Who You Should be Listening to
There are so many people that impact business strategy and success. Listening to all of your internal stakeholders is critical. This includes:
Employees. Ensure you listen across all levels, businesses, departments, tenure and demographics. Your employees have a deep understanding of your business execution. Learn what’s working and what needs to be addressed at the front line. Having a “listening” presence with them also shows that you care about the value of their work.
People Managers. Managers are employees too, but they hold a pivotal role. They aren’t just responsible for their own work, they are responsible for managing direct reports. These managers can offer you significant learning into the core operations of your business. They require support from HR and guidance from leadership to succeed.

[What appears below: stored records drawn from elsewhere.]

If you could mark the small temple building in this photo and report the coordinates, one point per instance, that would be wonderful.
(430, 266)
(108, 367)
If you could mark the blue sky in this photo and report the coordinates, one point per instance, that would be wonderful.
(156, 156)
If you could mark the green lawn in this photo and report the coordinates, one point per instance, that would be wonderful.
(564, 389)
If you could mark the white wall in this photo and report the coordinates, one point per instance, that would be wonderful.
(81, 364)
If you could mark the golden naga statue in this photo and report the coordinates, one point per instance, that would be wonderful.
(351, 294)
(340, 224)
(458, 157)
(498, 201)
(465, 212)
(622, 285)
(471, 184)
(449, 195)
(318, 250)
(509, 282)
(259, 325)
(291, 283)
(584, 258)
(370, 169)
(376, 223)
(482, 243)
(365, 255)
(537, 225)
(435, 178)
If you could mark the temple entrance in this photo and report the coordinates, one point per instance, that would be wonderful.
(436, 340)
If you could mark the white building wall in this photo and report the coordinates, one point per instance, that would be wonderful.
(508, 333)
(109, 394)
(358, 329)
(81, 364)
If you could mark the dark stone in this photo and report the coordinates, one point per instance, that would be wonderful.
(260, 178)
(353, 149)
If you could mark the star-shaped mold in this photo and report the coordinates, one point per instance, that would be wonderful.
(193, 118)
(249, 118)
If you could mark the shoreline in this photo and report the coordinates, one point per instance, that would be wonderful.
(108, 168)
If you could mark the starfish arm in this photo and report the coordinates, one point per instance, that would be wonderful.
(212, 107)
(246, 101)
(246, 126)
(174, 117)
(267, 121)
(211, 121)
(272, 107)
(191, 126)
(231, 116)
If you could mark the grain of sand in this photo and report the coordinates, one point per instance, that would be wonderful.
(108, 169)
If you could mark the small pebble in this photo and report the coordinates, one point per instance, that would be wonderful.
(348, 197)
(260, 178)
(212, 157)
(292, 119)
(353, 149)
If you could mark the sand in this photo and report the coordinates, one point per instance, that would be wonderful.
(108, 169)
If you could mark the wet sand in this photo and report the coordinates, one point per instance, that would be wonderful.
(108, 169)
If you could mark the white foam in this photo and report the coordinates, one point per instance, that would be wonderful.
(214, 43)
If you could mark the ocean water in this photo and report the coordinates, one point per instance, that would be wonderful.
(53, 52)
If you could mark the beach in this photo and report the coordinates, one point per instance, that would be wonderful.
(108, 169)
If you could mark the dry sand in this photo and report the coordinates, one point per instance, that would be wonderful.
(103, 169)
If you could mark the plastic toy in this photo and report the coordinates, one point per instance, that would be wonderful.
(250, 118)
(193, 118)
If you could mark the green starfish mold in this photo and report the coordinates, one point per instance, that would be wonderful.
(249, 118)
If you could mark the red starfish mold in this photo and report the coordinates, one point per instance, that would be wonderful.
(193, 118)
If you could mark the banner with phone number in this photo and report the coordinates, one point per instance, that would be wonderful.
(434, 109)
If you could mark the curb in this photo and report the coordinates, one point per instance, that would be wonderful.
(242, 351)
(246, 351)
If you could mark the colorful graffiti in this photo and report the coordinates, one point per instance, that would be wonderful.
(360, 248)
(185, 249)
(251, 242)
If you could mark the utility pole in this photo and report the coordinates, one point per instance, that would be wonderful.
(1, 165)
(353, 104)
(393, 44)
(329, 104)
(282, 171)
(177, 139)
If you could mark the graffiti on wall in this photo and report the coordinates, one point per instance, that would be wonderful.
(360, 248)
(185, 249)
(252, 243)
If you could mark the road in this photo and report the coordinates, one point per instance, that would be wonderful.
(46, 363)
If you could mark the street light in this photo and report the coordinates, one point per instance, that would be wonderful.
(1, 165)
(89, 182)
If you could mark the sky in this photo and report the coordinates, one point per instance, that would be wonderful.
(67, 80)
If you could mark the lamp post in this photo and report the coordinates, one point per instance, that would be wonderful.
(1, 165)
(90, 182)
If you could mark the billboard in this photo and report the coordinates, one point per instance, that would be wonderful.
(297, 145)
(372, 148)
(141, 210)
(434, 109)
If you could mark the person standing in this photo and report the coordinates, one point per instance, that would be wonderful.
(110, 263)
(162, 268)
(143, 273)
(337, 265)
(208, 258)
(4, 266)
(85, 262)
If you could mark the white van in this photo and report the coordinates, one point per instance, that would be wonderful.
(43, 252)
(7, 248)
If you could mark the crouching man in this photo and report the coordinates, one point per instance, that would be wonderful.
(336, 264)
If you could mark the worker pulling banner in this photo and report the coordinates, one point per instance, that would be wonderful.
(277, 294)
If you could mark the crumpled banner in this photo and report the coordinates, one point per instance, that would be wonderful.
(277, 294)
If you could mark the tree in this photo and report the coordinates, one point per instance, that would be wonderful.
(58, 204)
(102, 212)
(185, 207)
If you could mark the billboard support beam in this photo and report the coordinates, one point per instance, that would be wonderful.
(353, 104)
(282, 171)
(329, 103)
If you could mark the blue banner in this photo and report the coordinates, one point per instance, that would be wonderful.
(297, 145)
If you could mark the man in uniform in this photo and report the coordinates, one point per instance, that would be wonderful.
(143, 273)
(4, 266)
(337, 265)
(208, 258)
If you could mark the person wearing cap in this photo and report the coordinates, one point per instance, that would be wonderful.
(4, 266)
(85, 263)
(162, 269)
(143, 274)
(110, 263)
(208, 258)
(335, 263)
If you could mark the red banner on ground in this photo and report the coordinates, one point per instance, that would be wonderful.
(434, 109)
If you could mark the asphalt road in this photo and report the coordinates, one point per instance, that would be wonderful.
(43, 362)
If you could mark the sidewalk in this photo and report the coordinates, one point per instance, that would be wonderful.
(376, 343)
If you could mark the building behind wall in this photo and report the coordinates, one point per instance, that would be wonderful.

Leadership team. Chances are you have a regular cadence of meeting and working with your leaders. However, reflect on how much time you spend listening during these conversations. Are you taking the time to ask about all the valuable information they have about your business strategy? And in turn, are you encouraging your leaders to actively listen to their people managers and employees? Top-down listening is a must for any company.
What to Listen for
Now you’re actively listening, what should you focus on? Ultimately it comes down to a few things. First, employee happiness. Understand if your employees are truly excited to be working at your company, within their teams and in their roles. Second, manager empowerment. Determine whether your people managers are aligned with your strategy, supported by your leadership, and have the necessary resources to lead. Lastly, leadership effectiveness. Ensure that your leadership is connecting with, motivating and influencing your employees to drive the business.
Where to Listen
The act of listening should include both verbal and written communication, but in-person conversations and email exchanges alone won’t give you a full picture.
Instead, look to various internal and external communication channels and feedback outlets. These can include social media platforms, employee surveys, focus groups, client reviews, stakeholder meetings, etc. Each of these sources will give you different perspectives about your products, services, and your employees.

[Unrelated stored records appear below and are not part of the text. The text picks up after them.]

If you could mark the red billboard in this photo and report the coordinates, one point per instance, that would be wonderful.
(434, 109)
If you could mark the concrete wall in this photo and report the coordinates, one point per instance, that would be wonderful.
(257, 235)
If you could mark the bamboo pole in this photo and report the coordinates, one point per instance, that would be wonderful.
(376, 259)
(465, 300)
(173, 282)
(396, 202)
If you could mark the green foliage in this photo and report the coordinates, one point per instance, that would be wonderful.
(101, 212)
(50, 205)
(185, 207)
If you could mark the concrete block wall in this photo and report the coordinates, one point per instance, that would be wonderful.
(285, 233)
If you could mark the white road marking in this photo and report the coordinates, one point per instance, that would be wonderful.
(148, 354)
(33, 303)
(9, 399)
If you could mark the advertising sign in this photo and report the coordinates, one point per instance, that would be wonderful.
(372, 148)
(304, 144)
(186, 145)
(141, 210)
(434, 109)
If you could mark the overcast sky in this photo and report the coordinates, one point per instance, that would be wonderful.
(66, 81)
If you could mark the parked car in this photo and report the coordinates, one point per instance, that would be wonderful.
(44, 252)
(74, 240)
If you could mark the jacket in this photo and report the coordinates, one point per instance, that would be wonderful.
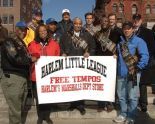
(3, 34)
(147, 36)
(64, 26)
(135, 44)
(69, 48)
(37, 49)
(15, 57)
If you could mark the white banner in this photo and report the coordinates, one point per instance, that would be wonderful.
(65, 79)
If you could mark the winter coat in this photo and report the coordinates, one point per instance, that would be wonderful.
(37, 49)
(135, 44)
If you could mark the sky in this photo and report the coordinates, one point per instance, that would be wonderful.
(53, 8)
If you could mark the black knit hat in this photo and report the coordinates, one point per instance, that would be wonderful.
(136, 17)
(127, 25)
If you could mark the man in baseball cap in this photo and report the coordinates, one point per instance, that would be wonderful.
(65, 11)
(52, 28)
(65, 24)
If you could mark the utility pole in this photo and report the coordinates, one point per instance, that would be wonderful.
(99, 10)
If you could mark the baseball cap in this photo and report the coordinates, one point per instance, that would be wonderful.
(38, 12)
(127, 25)
(136, 17)
(51, 21)
(65, 11)
(21, 24)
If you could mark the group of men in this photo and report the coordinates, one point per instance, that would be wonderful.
(132, 45)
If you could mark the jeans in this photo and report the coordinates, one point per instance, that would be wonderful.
(15, 91)
(128, 96)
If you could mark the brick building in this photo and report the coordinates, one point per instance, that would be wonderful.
(11, 11)
(126, 8)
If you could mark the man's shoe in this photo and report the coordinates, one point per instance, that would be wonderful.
(100, 109)
(39, 121)
(82, 110)
(110, 108)
(71, 108)
(143, 108)
(120, 119)
(129, 121)
(48, 121)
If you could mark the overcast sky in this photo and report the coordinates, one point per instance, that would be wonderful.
(53, 8)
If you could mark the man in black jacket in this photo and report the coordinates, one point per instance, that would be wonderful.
(15, 64)
(65, 24)
(69, 47)
(147, 36)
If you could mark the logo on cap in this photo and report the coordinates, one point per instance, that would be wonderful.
(65, 11)
(21, 24)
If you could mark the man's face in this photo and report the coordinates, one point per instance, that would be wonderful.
(128, 31)
(38, 18)
(89, 19)
(42, 32)
(52, 27)
(137, 22)
(66, 16)
(20, 33)
(112, 20)
(77, 25)
(104, 22)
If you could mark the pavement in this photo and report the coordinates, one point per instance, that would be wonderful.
(60, 115)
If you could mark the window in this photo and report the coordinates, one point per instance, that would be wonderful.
(153, 9)
(114, 7)
(134, 9)
(11, 19)
(148, 9)
(121, 8)
(11, 3)
(5, 19)
(5, 3)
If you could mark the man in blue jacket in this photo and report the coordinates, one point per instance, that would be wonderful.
(127, 85)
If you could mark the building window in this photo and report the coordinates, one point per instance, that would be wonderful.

You’re Actively Listening…Now What?
Being a better listener comes with the added responsibility of evoking change through the insights gathered. If your employees, managers and leaders open up to you, then they will expect to see actions and results. Make it worth their time and effort to speak up.
The biggest potential pitfall here is not doing anything with the collected feedback. Act upon the feedback as quickly and thoughtfully as possible. Show that you are responsive to addressing needs, as doing so will encourage the feedback loop and provide more listening opportunities down the line.
With or without a formal Chief Listening Officer at your company, it’s vital for the entire HR team to pick up this crucial skill.